Kunstwerke – es geht um das bewusste Wahrnehmen, mit welchen Gegenständen, welchen Inhalten und Gedankenschwingungen man sich umgibt. Ein Kunstwerk mit melancholischem Ausdruck oder einem kämpferischen Inhalt gibt seine Botschaft auch an seine Umgebung ab und hat somit Anteil an der Stimmung im Raum. 

Bücher – ähnlich wie mit Kunstwerken verhält es sich auch mit Büchern. Haben Sie viele Bücher in der Nähe ihres Bettes, so sollten sie nach Möglichkeit Literatur mit schweren oder belastenden Inhalten meiden. Im Schlafzimmer sollte generell, auf alles, was der Harmonie zuwider läuft, verzichtet werden. 

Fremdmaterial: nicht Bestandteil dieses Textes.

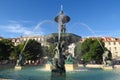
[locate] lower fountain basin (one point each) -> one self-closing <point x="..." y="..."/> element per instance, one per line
<point x="39" y="73"/>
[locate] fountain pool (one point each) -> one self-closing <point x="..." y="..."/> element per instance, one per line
<point x="39" y="73"/>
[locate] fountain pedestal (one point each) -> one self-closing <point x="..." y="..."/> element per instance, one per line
<point x="18" y="67"/>
<point x="68" y="67"/>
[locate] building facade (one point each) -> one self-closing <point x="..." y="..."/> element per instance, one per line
<point x="40" y="39"/>
<point x="112" y="44"/>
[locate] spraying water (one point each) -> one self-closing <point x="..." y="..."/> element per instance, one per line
<point x="36" y="27"/>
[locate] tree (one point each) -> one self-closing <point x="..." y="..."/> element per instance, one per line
<point x="6" y="47"/>
<point x="92" y="50"/>
<point x="33" y="50"/>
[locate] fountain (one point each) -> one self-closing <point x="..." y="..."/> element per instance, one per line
<point x="58" y="63"/>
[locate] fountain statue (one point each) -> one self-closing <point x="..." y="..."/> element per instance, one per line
<point x="58" y="61"/>
<point x="20" y="62"/>
<point x="107" y="63"/>
<point x="106" y="60"/>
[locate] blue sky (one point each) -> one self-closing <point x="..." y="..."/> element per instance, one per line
<point x="36" y="17"/>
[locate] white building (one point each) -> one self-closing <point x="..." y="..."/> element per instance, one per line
<point x="41" y="39"/>
<point x="112" y="44"/>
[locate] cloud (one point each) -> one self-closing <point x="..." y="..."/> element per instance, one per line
<point x="18" y="28"/>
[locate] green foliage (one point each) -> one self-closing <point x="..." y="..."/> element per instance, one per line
<point x="33" y="50"/>
<point x="92" y="50"/>
<point x="6" y="47"/>
<point x="16" y="51"/>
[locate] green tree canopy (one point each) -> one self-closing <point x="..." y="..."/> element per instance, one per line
<point x="92" y="50"/>
<point x="6" y="47"/>
<point x="33" y="50"/>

Über dem Bett – vermeiden Sie alles, was unbewusst als Gefahr gedeutet werden kann – das ist eine wichtige Voraussetzung für einen wirklich ungestörten und erholsamen Schlaf. Schwere Gegenstände an der Wand oberhalb des Kopfendes, wie etwa ein Bücherregal, ein Bild in sehr schweren Rahmen, bergen in sich die Gefahr herunterzufallen. Zusätzlich sammeln sich auf eine Ablage oder einem Regal schnell allerlei Dinge an. Der Schlafplatz sollte jedoch möglichst aufgeräumt sein. Unordnung wirkt sich einerseits negativ auf den Energiefluss (Chi) im Raum aus, andererseits ist nicht zu unterschätzen, dass sich das äußere Chaos der Umgebung, im Inneren des Menschen spiegeln kann – Erholung bzw. ruhiger Schlaf ist dann womöglich Geschichte. Balken bzw. bestimmte Lampen, die an der Decke, direkt über dem Bett, angebracht wurden, bringen erfahrungsgemäß weder guten Schlaf noch nachhaltige Erholung. 

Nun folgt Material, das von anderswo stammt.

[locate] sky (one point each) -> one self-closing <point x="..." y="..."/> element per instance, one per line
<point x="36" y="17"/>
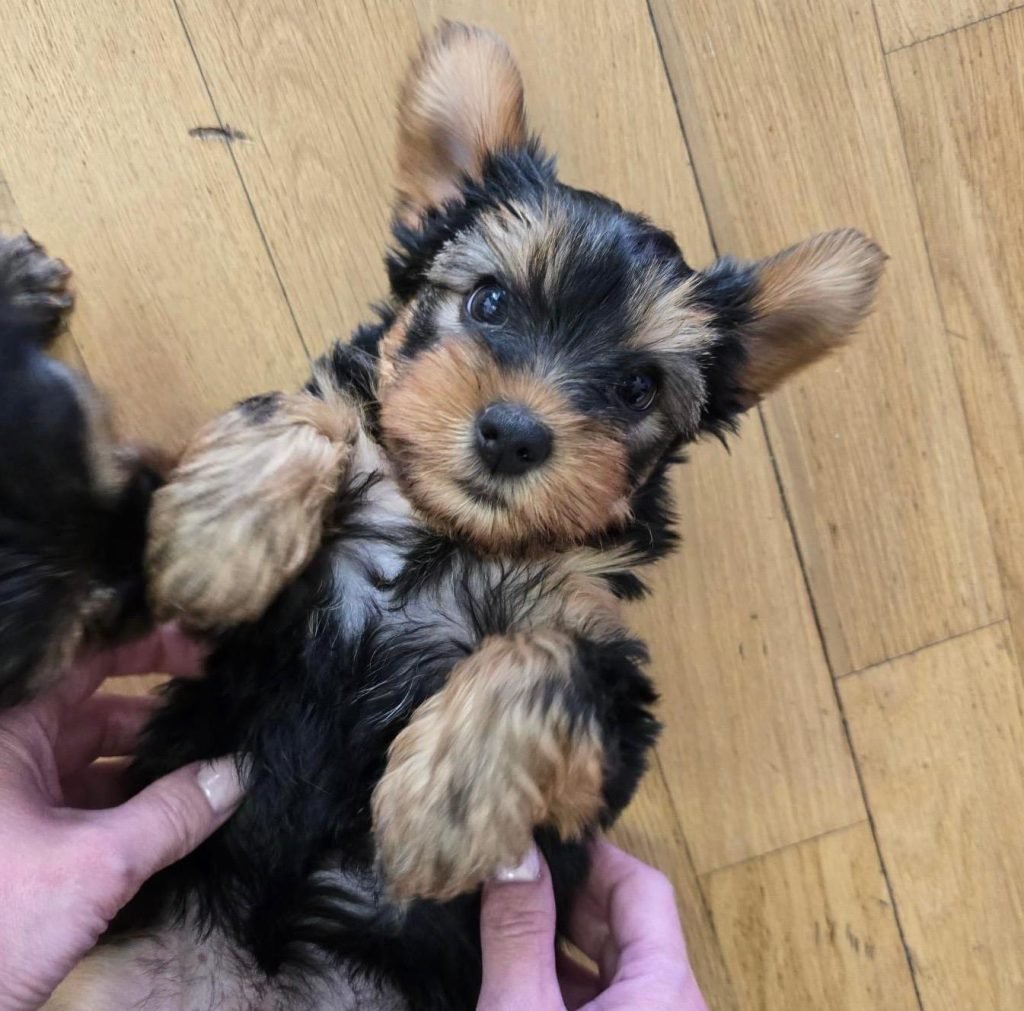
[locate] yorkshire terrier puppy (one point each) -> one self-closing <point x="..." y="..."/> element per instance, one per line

Unter dem Bett – nicht nur der Platz über Ihrem Bett ist entscheidend für die Schlafqualität, Sie sollten auch darauf achten, was sich unter Ihrem Bett befindet. Lassen Sie dort nicht all das verschwinden, von dem Sie nicht wissen, wohin. Alte Bücher, Familienfotos, verstaubte Decken oder alte Ordner sind kein sanftes Ruhekissen. Was verbinden Sie mit den Dingen unter Ihrem Bett? Überlegen Sie ganz bewusst, ob Sie sich wirklich darauf ausruhen möchten. 

Spiegel – das Schlafzimmer ist der Ort, an dem wir die Hektik des Tages hinter uns lassen und zur Ruhe kommen möchten. Die weit verbreitete Gewohnheit, große Spiegel im Schlafzimmer zu platzieren, wirkt dieser Ruhe allerdings entgegen. Spiegel reflektieren das Licht, unser Bild und auch die im Raum zirkulierende Energie, das Chi. Besonders die Kraft größere Spiegel, in denen man sich ganz sehen kann, sollte nicht unterschätzt werden. Ein Spiegel, der auf das Bett gerichtet ist, bringt den Schlafenden angeblich Unglück, denn er feuert ständig Energie in ihre Richtung, egal ob es hell ist oder nicht. Am besten ist es, völlig auf Spiegel zu verzichten. Wenn Sie jedoch unbedingt einen Spiegel im Schlafzimmer haben möchten, so stellen Sie ihn so auf, dass er vom Bett aus nicht einsehbar ist, oder benutzen Sie einen rollbaren Spiegel, dessen Position man nach Belieben verändern kann. Natürlich spielen dabei die Größe und Distanz zwischen Spiegel und Bett eine entscheidende Rolle. Der Einfluss eines 3 m vom Bett entfernten handtellergroßen Spiegels, ist dementsprechend klein. Wogegen eine verspiegelte Schrankwand gegenüber dem Bett erheblich zu einem unruhigen Schlaf beitragen kann. Sind Sie sich unsicher, was in puncto Spiegel zu tun ist, dann probieren Sie es aus. Decken Sie den Spiegel einige Zeit – zumindest nachts – mit einem weich fallenden Stoff z. B. einem Tuch ab und spüren Sie selbst, wie sich diese Veränderung anfühlt. Ich kann mich erinnern, dass es in meiner Familie Schlafzimmerschränke gab, deren Spiegel ganz bewusst auf der Innenseite der Schranktür angebracht waren. In Indien beispielsweise kennt man die Tradition, nachts die Spiegel mit Vorhängen zu verdecken.